Diversos medios norteamericanos dieron a conocer la noticia de que el Secretario de Transporte de aquel país anunció un programa de incentivo para reponer automóviles usados que requieren alto consumo de combustible, por vehículos nuevos eficientes que consuman y contaminen menos. El apoyo por la sustitución de cada vehículo estará entre los 3,500 y los 4,500 dólares.
La medida, además de ser una bocanada de oxígeno para la alicaída industria automotriz norteamericana, ayuda a reducir la importación de petróleo y las emisiones de gases contaminantes a la atmósfera.
Las condiciones son que el vehiculo entregado a cambio para que se retire de la circulación cueste menos de 4,500 dólares, tenga menos de 25 años de uso, sea altamente consumidor de combustible, tenga su registro de circulación y que el seguro automotriz esté vigente.
La medida anunciada por la autoridad norteamericana contrasta con la que se dio a conocer hace unos días por parte del gobierno mexicano, ya que aquí el apoyo es por 15,000 pesos y allá puede alcanzar hasta 4,500 dólares, aproximadamente 65 mil pesos. En México, los vehículos a sustituir deben tener una antigüedad de al menos 10 años y no se determinan las condiciones de circulación ni se especifica que tengan su registro y seguro vigentes.

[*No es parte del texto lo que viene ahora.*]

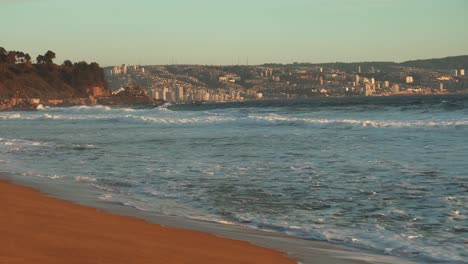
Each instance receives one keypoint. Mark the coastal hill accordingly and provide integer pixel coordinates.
(20, 78)
(191, 83)
(448, 63)
(438, 64)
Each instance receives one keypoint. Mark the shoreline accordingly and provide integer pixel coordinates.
(41, 229)
(300, 250)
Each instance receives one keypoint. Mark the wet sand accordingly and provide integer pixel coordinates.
(36, 228)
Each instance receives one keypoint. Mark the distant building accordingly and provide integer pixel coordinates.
(179, 94)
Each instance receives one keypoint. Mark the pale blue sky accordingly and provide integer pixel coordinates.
(227, 32)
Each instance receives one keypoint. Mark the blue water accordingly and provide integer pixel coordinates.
(386, 175)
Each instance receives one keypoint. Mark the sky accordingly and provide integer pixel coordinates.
(113, 32)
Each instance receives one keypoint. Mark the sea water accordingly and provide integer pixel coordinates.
(387, 175)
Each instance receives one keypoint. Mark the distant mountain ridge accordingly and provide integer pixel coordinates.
(447, 63)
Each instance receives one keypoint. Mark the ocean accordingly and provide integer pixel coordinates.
(387, 175)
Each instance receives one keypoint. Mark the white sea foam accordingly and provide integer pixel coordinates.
(85, 179)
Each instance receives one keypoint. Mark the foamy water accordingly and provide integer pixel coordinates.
(387, 175)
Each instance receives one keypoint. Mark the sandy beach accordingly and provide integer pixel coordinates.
(36, 228)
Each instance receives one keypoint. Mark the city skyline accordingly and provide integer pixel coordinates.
(212, 32)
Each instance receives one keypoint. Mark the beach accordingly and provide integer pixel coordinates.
(36, 228)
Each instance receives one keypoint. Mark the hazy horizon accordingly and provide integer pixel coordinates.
(211, 32)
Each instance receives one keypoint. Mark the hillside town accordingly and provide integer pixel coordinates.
(195, 83)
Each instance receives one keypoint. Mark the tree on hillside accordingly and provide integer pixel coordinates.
(27, 57)
(46, 58)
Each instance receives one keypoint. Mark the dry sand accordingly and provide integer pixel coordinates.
(35, 228)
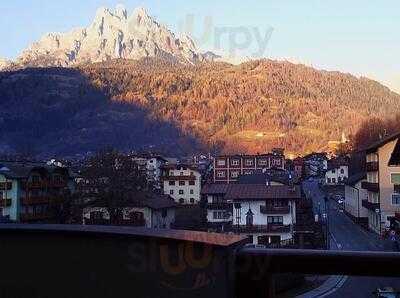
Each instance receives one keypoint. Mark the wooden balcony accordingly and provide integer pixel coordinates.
(5, 185)
(373, 187)
(35, 200)
(58, 184)
(274, 210)
(270, 228)
(29, 217)
(372, 166)
(218, 206)
(5, 203)
(370, 206)
(36, 184)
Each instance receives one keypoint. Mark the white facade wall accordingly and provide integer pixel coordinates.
(262, 219)
(337, 175)
(183, 194)
(353, 200)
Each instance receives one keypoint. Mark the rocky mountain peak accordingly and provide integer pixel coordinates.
(112, 34)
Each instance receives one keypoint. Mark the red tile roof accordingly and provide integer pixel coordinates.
(262, 192)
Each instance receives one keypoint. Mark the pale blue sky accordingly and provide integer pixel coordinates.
(357, 36)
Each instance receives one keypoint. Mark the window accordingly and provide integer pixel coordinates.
(234, 174)
(275, 220)
(164, 213)
(395, 199)
(249, 162)
(395, 178)
(263, 162)
(221, 174)
(221, 162)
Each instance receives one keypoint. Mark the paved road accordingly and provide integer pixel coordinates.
(347, 235)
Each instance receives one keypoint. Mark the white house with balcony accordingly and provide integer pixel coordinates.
(182, 182)
(337, 172)
(264, 213)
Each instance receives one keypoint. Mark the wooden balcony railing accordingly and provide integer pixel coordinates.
(373, 187)
(270, 228)
(369, 205)
(35, 200)
(372, 166)
(5, 185)
(218, 206)
(5, 202)
(274, 210)
(30, 217)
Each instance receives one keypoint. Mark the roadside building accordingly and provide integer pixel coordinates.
(33, 192)
(383, 183)
(182, 182)
(228, 168)
(337, 172)
(140, 210)
(265, 213)
(354, 196)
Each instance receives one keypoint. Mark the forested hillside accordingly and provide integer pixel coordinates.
(132, 104)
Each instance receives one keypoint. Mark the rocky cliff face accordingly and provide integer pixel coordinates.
(4, 64)
(112, 35)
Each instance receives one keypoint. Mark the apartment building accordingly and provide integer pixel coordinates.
(264, 213)
(140, 210)
(354, 196)
(30, 192)
(337, 172)
(182, 182)
(228, 168)
(383, 182)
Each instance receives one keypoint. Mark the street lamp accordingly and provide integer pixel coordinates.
(327, 222)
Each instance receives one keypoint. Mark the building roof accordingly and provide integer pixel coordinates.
(354, 179)
(262, 192)
(214, 189)
(262, 178)
(138, 199)
(395, 157)
(373, 147)
(20, 170)
(337, 163)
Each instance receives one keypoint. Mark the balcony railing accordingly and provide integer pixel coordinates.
(35, 200)
(269, 228)
(274, 210)
(218, 206)
(162, 263)
(29, 217)
(372, 166)
(5, 185)
(5, 202)
(373, 187)
(370, 206)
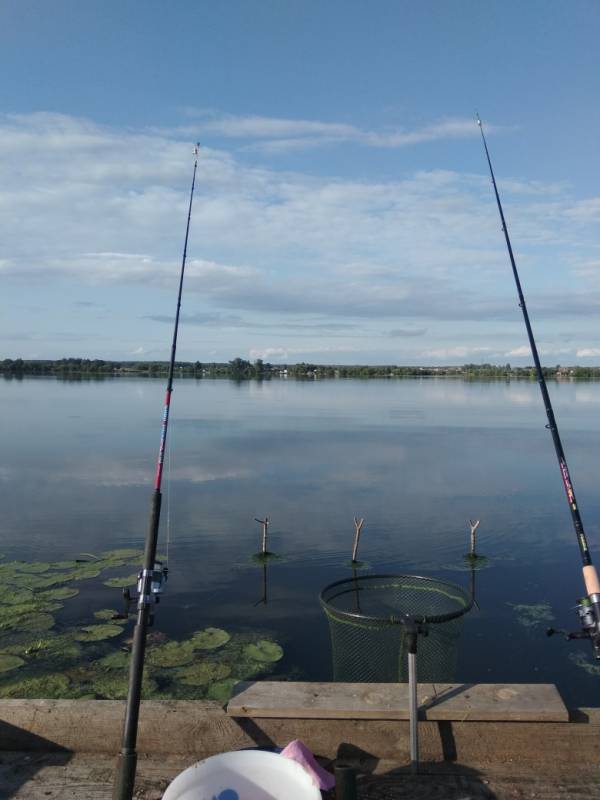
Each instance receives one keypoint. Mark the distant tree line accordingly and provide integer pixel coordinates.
(241, 369)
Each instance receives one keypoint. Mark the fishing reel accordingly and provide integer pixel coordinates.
(158, 577)
(590, 628)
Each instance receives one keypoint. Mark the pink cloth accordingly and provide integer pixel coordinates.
(299, 752)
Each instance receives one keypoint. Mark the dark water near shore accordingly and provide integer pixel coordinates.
(415, 458)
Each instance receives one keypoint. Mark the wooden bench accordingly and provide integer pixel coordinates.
(494, 702)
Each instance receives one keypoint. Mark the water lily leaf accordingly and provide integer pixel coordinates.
(97, 633)
(9, 662)
(51, 686)
(171, 654)
(264, 650)
(202, 673)
(246, 668)
(221, 690)
(119, 583)
(209, 639)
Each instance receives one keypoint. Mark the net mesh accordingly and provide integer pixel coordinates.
(368, 637)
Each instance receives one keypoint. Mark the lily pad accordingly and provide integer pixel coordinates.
(119, 583)
(221, 690)
(264, 650)
(171, 654)
(203, 673)
(55, 685)
(8, 662)
(97, 633)
(209, 639)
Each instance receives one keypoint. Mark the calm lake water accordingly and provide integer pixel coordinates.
(415, 458)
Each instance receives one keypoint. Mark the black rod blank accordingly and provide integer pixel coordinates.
(589, 571)
(126, 766)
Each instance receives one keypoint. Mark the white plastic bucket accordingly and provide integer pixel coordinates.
(244, 775)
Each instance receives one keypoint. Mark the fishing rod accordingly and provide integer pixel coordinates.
(588, 607)
(153, 574)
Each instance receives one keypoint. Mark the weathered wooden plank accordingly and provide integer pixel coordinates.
(462, 702)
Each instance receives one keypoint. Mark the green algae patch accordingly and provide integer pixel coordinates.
(263, 650)
(53, 686)
(203, 673)
(532, 615)
(110, 615)
(221, 690)
(110, 686)
(15, 595)
(9, 662)
(61, 647)
(64, 565)
(171, 654)
(122, 554)
(117, 660)
(61, 593)
(32, 567)
(209, 639)
(31, 622)
(97, 633)
(580, 660)
(119, 583)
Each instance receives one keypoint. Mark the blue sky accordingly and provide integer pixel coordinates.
(343, 211)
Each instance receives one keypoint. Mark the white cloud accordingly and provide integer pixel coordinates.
(458, 352)
(276, 135)
(588, 352)
(519, 352)
(99, 207)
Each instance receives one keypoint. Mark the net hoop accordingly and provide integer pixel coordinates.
(460, 597)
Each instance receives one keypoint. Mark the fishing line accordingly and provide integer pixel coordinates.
(589, 607)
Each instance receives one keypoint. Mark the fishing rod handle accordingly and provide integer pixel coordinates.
(591, 580)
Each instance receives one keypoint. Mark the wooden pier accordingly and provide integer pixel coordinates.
(477, 740)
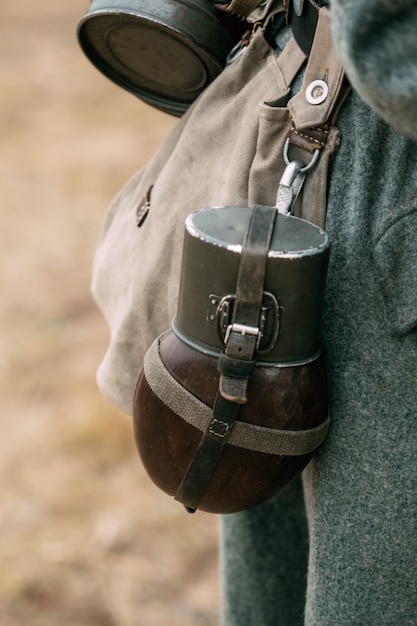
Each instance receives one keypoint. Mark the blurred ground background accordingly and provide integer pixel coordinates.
(85, 538)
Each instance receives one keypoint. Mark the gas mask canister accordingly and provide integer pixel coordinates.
(164, 51)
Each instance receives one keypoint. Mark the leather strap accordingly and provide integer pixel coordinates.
(242, 341)
(243, 335)
(302, 16)
(208, 453)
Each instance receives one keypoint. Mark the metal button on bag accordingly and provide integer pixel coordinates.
(317, 92)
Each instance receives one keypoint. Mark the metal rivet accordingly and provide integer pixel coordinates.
(317, 92)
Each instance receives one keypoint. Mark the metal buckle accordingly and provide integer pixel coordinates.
(243, 330)
(220, 312)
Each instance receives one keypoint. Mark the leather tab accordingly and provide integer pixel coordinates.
(323, 65)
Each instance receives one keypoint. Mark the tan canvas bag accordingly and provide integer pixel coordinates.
(226, 150)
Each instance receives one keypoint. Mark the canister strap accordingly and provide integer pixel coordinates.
(244, 435)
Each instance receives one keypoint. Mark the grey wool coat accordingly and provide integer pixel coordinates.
(339, 547)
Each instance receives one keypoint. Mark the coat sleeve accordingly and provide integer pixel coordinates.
(377, 43)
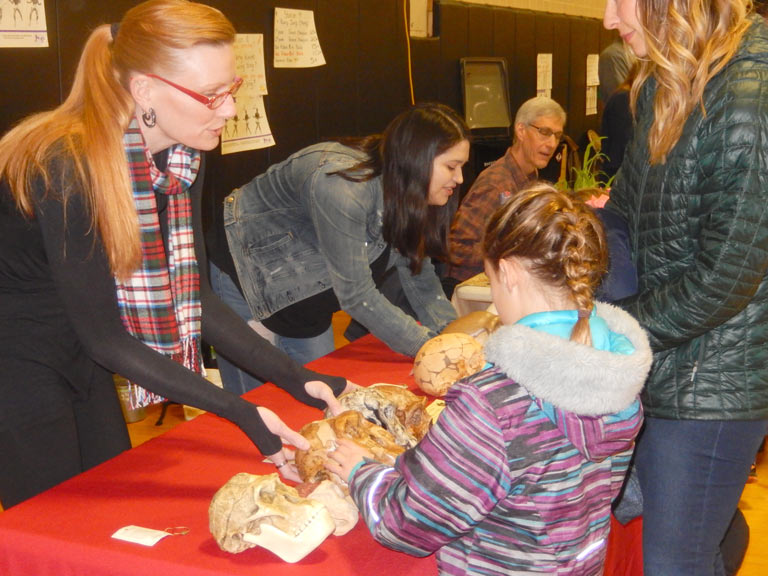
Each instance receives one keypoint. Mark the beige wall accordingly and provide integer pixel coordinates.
(587, 8)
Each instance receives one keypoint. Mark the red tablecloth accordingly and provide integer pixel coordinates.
(169, 482)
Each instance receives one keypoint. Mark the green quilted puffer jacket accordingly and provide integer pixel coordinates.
(699, 237)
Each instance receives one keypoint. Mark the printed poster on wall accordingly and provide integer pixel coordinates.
(296, 41)
(249, 129)
(22, 24)
(593, 81)
(544, 75)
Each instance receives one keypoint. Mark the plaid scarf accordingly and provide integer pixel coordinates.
(160, 303)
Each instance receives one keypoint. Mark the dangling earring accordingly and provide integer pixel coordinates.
(149, 118)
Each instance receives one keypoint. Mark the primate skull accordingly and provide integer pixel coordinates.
(261, 511)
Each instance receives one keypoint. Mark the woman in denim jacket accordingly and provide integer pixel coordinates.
(319, 231)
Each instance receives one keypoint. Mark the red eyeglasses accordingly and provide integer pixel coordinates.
(211, 102)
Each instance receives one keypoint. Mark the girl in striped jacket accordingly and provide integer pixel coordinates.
(518, 473)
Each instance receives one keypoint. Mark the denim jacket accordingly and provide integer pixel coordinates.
(296, 231)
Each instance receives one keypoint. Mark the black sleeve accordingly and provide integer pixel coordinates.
(82, 276)
(231, 336)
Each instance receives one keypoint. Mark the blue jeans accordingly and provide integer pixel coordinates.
(233, 379)
(692, 473)
(304, 350)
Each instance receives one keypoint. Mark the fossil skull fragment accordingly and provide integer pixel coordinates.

El programa de apoyo norteamericano estará vigente hasta el 1 de noviembre próximo y hasta agotar los fondos del programa, que no se especificaron. Como es lógico suponer, el programa tiene una serie de limitantes y restricciones. Por lo general ha sido bien recibido por el sector automotriz, aunque no faltan las voces que lo consideran insuficiente o excesivamente limitado.